The dreams themselves are playfully realized as well so that we aren’t simply left with a cast talking in perpetual metaphors. As Ingrid rearranges details in her mind, details of the setting will also morph, such as one character starting out with a son and suddenly having a daughter, or a coffee shop meeting somehow ending on a bus that had been passing by the window every five seconds prior. The dream logic is only ever intrusive in moments of comic relief, with characters stopping to figure out what has changed and nonchalantly moving on with their day. It’s fun to play a waiting game to see what will change next and adds levity to what would otherwise be a pretty dark tale.
Blind is one of those films that most Americans will never even hear of, much less see for themselves, but the experience is well worth the time and the subtitles.

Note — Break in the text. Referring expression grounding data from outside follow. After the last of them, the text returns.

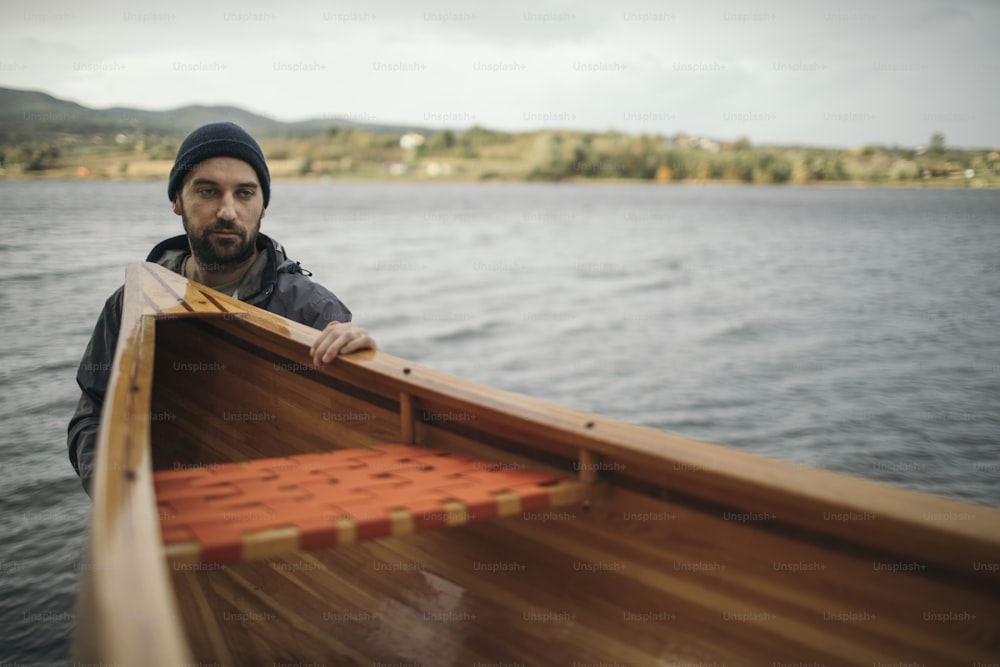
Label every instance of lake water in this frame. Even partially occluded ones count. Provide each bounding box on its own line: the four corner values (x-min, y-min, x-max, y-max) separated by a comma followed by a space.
1, 180, 998, 664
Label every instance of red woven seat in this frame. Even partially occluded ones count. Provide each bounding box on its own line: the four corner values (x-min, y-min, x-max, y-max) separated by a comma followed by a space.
154, 444, 584, 564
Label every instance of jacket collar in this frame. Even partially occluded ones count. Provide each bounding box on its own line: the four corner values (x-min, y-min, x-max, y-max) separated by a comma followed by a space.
145, 232, 298, 304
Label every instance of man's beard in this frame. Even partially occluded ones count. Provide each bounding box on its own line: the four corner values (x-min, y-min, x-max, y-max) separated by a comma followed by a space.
182, 213, 261, 274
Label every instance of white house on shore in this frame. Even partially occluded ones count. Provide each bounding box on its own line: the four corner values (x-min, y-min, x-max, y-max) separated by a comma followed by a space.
400, 132, 425, 150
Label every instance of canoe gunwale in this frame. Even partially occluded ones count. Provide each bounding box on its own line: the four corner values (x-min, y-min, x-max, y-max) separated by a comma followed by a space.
73, 269, 192, 665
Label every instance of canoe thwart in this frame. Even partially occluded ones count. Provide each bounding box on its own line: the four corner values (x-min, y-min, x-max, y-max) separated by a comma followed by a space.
155, 444, 587, 564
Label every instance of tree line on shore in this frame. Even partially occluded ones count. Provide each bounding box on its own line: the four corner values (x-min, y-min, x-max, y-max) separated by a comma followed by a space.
2, 124, 996, 186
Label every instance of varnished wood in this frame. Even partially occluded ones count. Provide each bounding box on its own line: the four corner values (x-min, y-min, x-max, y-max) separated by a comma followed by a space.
399, 391, 414, 443
578, 447, 599, 484
75, 262, 1000, 666
72, 265, 192, 666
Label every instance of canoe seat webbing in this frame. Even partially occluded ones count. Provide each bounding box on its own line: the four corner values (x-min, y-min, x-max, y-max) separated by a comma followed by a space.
154, 444, 585, 564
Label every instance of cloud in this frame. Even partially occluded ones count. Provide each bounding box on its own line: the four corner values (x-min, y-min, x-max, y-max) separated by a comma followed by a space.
1, 0, 997, 146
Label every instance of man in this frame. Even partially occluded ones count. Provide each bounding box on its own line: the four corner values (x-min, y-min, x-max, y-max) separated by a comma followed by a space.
67, 121, 374, 495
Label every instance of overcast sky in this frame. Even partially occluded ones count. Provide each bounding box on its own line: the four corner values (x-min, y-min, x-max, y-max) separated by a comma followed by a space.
2, 0, 997, 147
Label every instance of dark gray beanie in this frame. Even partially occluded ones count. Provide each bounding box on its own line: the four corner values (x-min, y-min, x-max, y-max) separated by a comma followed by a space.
167, 122, 271, 207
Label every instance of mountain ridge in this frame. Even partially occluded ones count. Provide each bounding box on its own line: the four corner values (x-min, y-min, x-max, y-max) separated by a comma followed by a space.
0, 86, 425, 143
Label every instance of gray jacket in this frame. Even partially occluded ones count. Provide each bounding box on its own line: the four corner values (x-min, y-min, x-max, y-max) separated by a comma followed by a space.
67, 233, 351, 494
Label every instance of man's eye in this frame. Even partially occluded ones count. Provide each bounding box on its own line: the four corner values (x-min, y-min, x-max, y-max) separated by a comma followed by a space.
198, 188, 216, 196
238, 190, 255, 198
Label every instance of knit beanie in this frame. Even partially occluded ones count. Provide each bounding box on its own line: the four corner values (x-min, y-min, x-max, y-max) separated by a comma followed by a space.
167, 122, 271, 207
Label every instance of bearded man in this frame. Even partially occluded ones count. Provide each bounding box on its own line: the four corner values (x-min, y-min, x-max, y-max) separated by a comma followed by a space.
67, 122, 374, 495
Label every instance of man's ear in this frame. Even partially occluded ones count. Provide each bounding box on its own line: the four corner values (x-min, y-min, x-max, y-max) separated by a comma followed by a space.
172, 196, 182, 216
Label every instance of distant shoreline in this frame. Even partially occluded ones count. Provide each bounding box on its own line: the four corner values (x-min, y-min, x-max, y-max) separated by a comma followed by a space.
1, 172, 994, 189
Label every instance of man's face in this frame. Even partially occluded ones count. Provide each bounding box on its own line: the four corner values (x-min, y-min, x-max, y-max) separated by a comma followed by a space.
173, 157, 266, 273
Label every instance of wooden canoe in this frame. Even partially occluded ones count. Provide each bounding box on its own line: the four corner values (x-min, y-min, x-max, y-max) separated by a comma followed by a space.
73, 261, 1000, 666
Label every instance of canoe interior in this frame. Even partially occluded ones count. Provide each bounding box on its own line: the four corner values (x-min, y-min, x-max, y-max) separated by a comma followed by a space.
148, 314, 1000, 666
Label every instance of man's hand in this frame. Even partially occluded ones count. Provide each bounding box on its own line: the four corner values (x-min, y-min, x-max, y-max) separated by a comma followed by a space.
310, 321, 376, 367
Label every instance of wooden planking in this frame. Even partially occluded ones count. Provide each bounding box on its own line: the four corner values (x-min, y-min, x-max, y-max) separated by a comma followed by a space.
169, 538, 675, 666
408, 421, 1000, 659
525, 489, 1000, 662
170, 484, 1000, 665
149, 318, 399, 467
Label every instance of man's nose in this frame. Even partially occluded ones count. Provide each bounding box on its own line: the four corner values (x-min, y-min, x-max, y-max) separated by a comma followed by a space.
217, 192, 237, 221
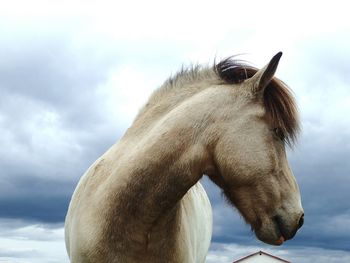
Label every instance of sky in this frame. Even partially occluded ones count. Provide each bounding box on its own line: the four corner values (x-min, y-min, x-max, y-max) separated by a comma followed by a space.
0, 0, 349, 262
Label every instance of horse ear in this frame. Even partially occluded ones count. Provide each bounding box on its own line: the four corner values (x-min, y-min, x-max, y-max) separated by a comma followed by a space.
249, 52, 282, 94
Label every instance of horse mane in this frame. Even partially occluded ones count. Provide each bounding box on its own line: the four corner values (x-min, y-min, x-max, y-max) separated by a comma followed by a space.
163, 65, 216, 90
215, 57, 300, 146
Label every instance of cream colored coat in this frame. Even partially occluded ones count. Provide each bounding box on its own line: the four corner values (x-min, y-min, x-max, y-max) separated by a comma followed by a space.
65, 53, 304, 263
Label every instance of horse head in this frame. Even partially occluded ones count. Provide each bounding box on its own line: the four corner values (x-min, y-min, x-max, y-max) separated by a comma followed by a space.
208, 53, 304, 245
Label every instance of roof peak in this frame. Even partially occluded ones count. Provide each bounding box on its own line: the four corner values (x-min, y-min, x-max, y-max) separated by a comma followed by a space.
233, 250, 291, 263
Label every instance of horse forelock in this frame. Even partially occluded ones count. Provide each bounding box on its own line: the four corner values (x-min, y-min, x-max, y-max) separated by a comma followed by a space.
214, 58, 300, 146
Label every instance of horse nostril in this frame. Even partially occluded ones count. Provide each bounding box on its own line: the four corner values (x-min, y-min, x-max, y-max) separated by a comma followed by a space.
298, 214, 304, 229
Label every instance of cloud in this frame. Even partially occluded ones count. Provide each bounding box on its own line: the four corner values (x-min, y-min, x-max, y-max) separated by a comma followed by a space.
0, 21, 126, 223
0, 220, 68, 263
0, 176, 74, 222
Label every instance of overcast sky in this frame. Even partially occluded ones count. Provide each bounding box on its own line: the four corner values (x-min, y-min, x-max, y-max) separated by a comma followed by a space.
0, 0, 349, 262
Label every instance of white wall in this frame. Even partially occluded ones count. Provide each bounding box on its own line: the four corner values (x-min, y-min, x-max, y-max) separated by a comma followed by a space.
239, 253, 286, 263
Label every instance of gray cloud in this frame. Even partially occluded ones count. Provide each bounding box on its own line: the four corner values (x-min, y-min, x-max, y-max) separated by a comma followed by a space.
0, 220, 68, 262
0, 27, 124, 223
0, 175, 74, 222
0, 248, 40, 259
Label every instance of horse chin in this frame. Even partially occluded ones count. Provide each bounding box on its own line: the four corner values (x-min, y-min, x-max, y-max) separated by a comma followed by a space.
254, 221, 285, 246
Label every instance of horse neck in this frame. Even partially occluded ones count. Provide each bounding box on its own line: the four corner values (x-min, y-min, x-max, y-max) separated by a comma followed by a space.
103, 83, 241, 252
104, 92, 218, 247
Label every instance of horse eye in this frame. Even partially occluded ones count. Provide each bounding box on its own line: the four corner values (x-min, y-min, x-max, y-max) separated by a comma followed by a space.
273, 128, 285, 141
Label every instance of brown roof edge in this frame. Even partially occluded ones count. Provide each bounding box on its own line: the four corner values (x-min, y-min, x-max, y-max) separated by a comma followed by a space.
233, 250, 291, 263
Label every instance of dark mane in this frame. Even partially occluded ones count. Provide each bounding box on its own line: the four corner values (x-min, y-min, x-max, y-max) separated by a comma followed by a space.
214, 58, 300, 146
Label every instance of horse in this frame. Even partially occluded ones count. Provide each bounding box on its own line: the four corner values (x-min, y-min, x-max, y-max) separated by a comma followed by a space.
65, 52, 304, 263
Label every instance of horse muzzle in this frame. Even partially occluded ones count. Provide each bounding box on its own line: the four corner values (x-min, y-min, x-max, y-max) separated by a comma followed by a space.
255, 211, 304, 246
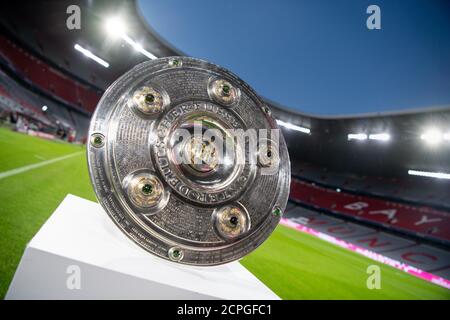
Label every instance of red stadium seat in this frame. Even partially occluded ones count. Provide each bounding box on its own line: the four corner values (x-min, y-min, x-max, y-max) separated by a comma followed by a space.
0, 35, 101, 113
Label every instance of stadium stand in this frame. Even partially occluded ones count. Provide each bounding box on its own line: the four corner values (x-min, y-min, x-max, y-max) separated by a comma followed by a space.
284, 203, 450, 277
0, 34, 101, 113
292, 161, 450, 211
0, 62, 89, 141
0, 69, 53, 126
289, 178, 450, 244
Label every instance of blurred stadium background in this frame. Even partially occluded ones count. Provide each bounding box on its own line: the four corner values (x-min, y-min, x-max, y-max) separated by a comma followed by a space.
0, 0, 449, 299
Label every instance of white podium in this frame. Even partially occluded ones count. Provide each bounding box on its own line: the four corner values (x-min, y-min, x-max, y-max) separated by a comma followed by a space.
6, 194, 279, 300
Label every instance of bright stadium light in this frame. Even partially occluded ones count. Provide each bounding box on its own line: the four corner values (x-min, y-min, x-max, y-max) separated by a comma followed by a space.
105, 17, 157, 60
421, 129, 443, 145
444, 132, 450, 141
41, 105, 48, 112
369, 133, 390, 141
122, 34, 158, 60
347, 133, 368, 141
408, 169, 450, 180
74, 44, 109, 68
276, 119, 311, 134
105, 17, 126, 37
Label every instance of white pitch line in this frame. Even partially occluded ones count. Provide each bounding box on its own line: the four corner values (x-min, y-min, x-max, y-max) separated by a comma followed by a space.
0, 151, 84, 180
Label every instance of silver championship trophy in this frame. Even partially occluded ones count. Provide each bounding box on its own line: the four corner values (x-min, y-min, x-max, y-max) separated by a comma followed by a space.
87, 57, 290, 265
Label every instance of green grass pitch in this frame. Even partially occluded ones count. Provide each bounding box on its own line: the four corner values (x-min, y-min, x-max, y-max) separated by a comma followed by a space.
0, 127, 448, 299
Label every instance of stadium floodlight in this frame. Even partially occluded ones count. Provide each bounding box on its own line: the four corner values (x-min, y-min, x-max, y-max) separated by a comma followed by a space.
105, 17, 126, 37
420, 129, 443, 145
408, 169, 450, 180
368, 133, 390, 141
74, 44, 109, 68
122, 34, 158, 60
276, 119, 311, 134
347, 133, 368, 141
104, 17, 158, 60
41, 105, 48, 112
444, 132, 450, 141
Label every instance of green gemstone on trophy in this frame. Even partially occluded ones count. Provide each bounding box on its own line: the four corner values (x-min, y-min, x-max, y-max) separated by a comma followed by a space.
222, 84, 230, 95
94, 136, 102, 145
145, 94, 155, 104
272, 207, 282, 216
142, 183, 153, 194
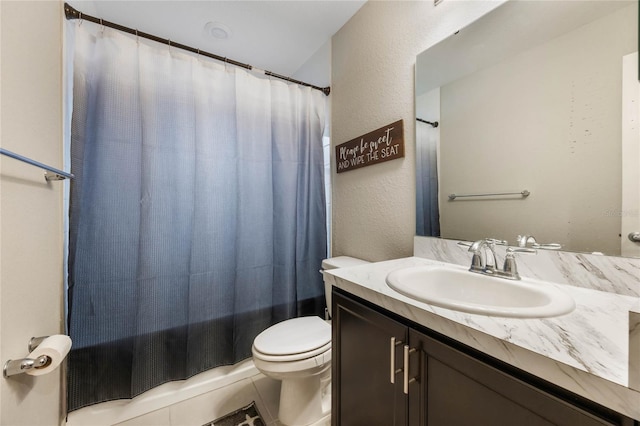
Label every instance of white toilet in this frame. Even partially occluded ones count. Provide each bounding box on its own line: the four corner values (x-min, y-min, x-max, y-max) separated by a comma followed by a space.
251, 256, 369, 426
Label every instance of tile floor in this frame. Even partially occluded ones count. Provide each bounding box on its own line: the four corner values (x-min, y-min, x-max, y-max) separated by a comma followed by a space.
114, 372, 330, 426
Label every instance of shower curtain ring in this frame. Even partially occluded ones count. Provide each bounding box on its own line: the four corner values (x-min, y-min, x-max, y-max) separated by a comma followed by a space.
135, 29, 139, 43
100, 18, 105, 32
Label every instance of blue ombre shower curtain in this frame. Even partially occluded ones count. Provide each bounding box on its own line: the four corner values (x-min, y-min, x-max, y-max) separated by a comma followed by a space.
416, 120, 440, 237
66, 22, 327, 411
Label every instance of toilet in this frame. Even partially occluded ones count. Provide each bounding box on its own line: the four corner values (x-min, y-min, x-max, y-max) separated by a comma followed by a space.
251, 256, 369, 426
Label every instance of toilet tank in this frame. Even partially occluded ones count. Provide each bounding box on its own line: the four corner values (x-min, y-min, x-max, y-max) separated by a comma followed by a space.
321, 256, 370, 318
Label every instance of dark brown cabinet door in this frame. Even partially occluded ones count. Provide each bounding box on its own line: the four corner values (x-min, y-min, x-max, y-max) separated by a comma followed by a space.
332, 290, 408, 426
408, 328, 625, 426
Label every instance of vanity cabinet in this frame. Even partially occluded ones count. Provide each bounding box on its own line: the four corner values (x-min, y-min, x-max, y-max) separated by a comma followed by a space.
331, 288, 408, 425
332, 288, 636, 426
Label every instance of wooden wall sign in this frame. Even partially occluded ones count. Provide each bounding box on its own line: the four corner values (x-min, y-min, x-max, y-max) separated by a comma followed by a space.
335, 119, 404, 173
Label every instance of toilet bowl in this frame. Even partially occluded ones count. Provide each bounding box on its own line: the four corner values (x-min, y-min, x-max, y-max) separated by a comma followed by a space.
251, 256, 369, 426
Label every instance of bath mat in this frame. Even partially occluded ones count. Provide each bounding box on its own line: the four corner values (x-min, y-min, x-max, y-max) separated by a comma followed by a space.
204, 401, 266, 426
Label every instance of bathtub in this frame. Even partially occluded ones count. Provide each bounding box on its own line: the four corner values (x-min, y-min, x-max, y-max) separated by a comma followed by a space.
66, 358, 259, 426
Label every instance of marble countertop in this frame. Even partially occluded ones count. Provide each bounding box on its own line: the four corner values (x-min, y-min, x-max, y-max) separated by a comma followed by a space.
324, 256, 640, 420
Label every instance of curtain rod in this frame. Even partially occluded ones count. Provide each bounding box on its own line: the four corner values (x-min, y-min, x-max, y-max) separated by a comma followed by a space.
63, 3, 331, 96
416, 118, 439, 128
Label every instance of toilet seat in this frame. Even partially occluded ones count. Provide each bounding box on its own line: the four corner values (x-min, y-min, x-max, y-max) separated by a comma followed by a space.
253, 341, 331, 362
253, 316, 331, 363
252, 345, 332, 376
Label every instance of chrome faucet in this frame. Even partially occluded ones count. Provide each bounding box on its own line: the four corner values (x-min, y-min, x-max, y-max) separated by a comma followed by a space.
517, 234, 562, 250
517, 235, 538, 247
464, 238, 536, 280
467, 239, 500, 274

It isn’t in any way an overt commentary on disability, other than that it is possible to live a fulfilling life as a disabled person, but the casual nature by which the film treats its protagonist’s self-pity as the crux of her character arc makes this one of the best examples of disability in film I have seen. Combine that with a really neat hook and some playful direction, and you have a film that should get more recognition than it will inevitably not receive.